Hedda, esta mulher que parece controlar todas as outras personagens, fazendo - ou fingindo - que estão todas no interior da sua cabeça, não é, para Maria João Luís, alguém que se preocupe em saber se as pessoas estão ou não à sua altura. "Para ela, tudo o que a trave, tudo o que a impeça ou seja indicador de pressão, ela não aguenta, não suporta e despreza". Não são tanto as personagens, em concreto, percebe-se do discurso da actriz, serão mais as situações abstractas.

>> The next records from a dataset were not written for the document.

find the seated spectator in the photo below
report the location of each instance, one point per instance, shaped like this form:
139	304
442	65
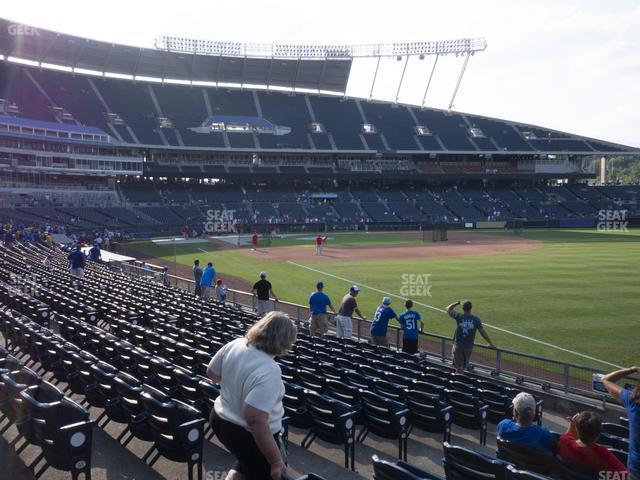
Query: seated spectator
630	400
578	445
521	429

Hedda e Maria João Luís, fundidas num corpo que traz o tempo e a experiência como mais-valias, são uma e a mesma coisa. "Com a idade exijo que as coisas sejam claras, porque é assim que deve ser. O corpo é só um, o canal é este, isto tem que me implicar. Um actor que diz que se cansa deve sofrer imenso. Eu descanso quando trabalho. Posso estar duas horas em cena, mas quando saio estou fresca que nem uma alface". Hedda, quando se suicida, encontra a liberdade de que falava e que os outros acreditavam que era só uma coisa que se dizia. Maria João Luís quando diz que faz, fá-lo. E é isso que os seus olhos nos dizem logo no início da peça. Aquele corpo naquele sofá não está à espera que lhe perguntemos o que se passa, Chegou antes de nós. Ficará depois de nós.